Project description:Nuclear glycogen was first documented in the early 1940s, but its role in cellular physiology remained elusive. In this study, we utilized pure nuclei preparations and stable isotope tracers to define the origin and metabolic fate of nuclear glycogen. Herein, we describe a key function for nuclear glycogen in epigenetic regulation through compartmentalized pyruvate production and histone acetylation. This pathway is altered in human non-small cell lung cancers, as surgical specimens accumulate glycogen in the nucleus. We demonstrate that the decreased abundance of malin, an E3 ubiquitin ligase, impaired nuclear glycogenolysis by preventing the nuclear translocation of glycogen phosphorylase and causing nuclear glycogen accumulation.

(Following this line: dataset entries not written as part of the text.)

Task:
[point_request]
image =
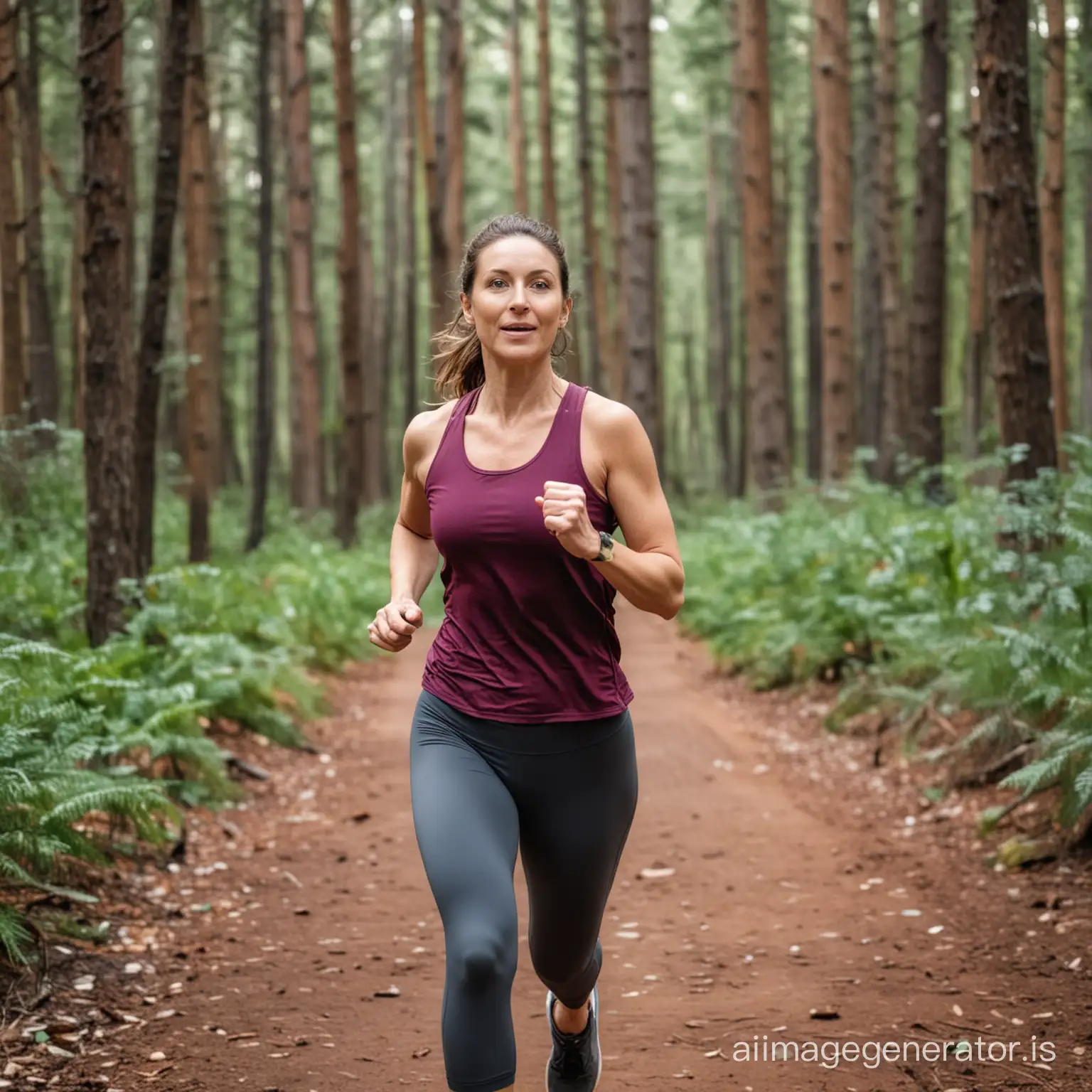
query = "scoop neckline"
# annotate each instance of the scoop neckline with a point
(533, 459)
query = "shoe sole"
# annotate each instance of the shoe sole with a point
(599, 1047)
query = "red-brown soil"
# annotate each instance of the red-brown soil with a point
(803, 908)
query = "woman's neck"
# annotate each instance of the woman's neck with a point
(511, 392)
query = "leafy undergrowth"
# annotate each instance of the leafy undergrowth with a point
(104, 748)
(921, 611)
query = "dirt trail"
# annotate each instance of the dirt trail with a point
(764, 921)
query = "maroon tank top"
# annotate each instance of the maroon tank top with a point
(529, 633)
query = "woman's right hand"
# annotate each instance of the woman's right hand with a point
(395, 625)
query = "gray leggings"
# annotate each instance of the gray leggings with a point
(564, 794)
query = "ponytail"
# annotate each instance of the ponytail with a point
(459, 364)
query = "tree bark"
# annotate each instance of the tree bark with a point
(815, 311)
(411, 156)
(1053, 210)
(307, 436)
(639, 218)
(352, 456)
(45, 383)
(1087, 331)
(766, 311)
(108, 393)
(545, 119)
(157, 289)
(596, 311)
(1021, 358)
(896, 400)
(201, 390)
(975, 364)
(263, 378)
(925, 438)
(611, 69)
(517, 129)
(12, 374)
(868, 291)
(835, 132)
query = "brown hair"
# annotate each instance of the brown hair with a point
(459, 365)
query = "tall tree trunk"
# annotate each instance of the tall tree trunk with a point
(393, 191)
(307, 437)
(412, 155)
(1087, 332)
(45, 385)
(719, 309)
(77, 324)
(263, 385)
(109, 397)
(927, 341)
(456, 173)
(201, 390)
(814, 456)
(1021, 358)
(639, 218)
(835, 132)
(611, 70)
(545, 119)
(868, 293)
(896, 400)
(1054, 225)
(766, 310)
(12, 373)
(593, 272)
(517, 129)
(157, 291)
(975, 364)
(352, 456)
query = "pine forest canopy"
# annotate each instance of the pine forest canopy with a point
(798, 228)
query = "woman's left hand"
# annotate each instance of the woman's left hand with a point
(564, 515)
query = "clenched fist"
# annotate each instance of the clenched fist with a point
(564, 515)
(395, 625)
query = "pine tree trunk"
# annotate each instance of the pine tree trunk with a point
(925, 435)
(45, 383)
(456, 173)
(1054, 225)
(307, 436)
(160, 262)
(517, 129)
(719, 309)
(263, 372)
(639, 218)
(411, 157)
(766, 313)
(814, 458)
(593, 273)
(1087, 331)
(868, 293)
(888, 210)
(975, 364)
(616, 342)
(1021, 358)
(545, 119)
(352, 454)
(109, 389)
(201, 319)
(835, 132)
(12, 374)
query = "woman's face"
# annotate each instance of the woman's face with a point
(517, 304)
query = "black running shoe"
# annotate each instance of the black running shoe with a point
(576, 1063)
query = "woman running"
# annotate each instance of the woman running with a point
(522, 739)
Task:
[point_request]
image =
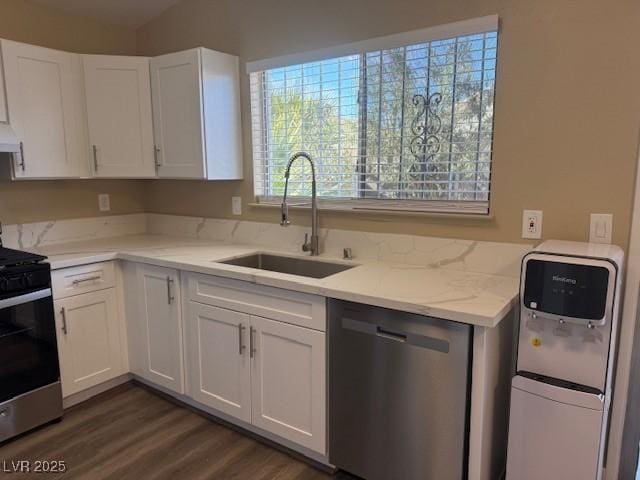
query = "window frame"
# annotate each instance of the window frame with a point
(480, 208)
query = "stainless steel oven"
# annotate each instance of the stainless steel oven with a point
(30, 393)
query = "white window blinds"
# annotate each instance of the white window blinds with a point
(407, 128)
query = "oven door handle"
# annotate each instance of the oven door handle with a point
(22, 299)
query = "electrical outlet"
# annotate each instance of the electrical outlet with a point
(104, 202)
(532, 224)
(601, 228)
(236, 205)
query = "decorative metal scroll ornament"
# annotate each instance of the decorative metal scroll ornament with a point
(425, 127)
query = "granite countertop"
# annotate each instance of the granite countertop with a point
(475, 298)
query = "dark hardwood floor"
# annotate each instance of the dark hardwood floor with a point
(132, 433)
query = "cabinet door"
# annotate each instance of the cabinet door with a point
(88, 340)
(288, 382)
(119, 116)
(177, 114)
(218, 359)
(159, 290)
(42, 95)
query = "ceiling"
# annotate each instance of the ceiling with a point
(127, 13)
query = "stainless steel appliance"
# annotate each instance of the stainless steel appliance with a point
(561, 394)
(30, 393)
(399, 393)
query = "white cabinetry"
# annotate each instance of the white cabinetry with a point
(196, 112)
(88, 340)
(159, 356)
(219, 363)
(118, 93)
(288, 382)
(44, 97)
(4, 118)
(270, 372)
(88, 326)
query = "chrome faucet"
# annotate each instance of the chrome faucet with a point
(313, 244)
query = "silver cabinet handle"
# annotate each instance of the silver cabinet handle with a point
(252, 349)
(21, 163)
(241, 347)
(156, 156)
(170, 297)
(95, 158)
(63, 313)
(88, 279)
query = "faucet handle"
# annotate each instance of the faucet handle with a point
(284, 219)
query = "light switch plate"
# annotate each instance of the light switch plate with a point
(236, 205)
(104, 202)
(532, 224)
(601, 228)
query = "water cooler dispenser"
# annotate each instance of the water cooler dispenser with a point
(561, 393)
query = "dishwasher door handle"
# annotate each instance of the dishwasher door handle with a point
(397, 337)
(415, 339)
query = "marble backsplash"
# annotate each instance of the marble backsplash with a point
(494, 258)
(40, 234)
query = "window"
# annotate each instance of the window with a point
(408, 127)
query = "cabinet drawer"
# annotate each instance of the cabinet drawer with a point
(86, 278)
(296, 308)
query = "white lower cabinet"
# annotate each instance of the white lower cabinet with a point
(88, 340)
(160, 327)
(219, 359)
(288, 382)
(269, 372)
(253, 353)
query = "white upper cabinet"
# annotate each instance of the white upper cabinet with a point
(44, 96)
(118, 94)
(196, 115)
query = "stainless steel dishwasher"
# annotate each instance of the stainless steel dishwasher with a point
(398, 394)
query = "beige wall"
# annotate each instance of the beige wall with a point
(566, 119)
(42, 200)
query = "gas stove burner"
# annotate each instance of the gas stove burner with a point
(9, 257)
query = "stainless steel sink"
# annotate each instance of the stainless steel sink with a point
(290, 265)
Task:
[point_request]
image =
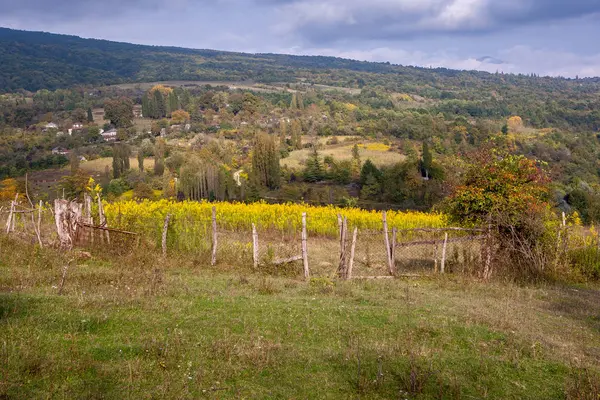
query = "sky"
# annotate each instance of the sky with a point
(546, 37)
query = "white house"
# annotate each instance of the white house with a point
(60, 150)
(110, 135)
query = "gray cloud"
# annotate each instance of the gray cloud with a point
(541, 36)
(329, 21)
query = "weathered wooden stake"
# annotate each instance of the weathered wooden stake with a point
(352, 248)
(487, 272)
(213, 261)
(443, 265)
(254, 246)
(164, 238)
(40, 222)
(393, 248)
(387, 244)
(63, 278)
(342, 265)
(10, 217)
(305, 248)
(102, 219)
(435, 251)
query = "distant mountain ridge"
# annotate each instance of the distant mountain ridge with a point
(38, 60)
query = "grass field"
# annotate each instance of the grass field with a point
(137, 326)
(376, 152)
(98, 165)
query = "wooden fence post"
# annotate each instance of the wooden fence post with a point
(40, 223)
(393, 248)
(487, 272)
(10, 217)
(443, 265)
(164, 238)
(254, 246)
(352, 248)
(387, 244)
(213, 260)
(305, 248)
(102, 221)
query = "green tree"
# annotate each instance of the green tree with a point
(426, 160)
(265, 161)
(371, 189)
(119, 112)
(141, 160)
(314, 172)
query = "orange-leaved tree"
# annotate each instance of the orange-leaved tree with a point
(510, 194)
(499, 188)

Re-introduction of malin in lung cancer cells restored nuclear glycogenolysis, increased histone acetylation, and decreased growth of cancer cells transplanted into mice. This study uncovers a previously unknown role for glycogen metabolism in the nucleus and elucidates another mechanism by which cellular metabolites control epigenetic regulation.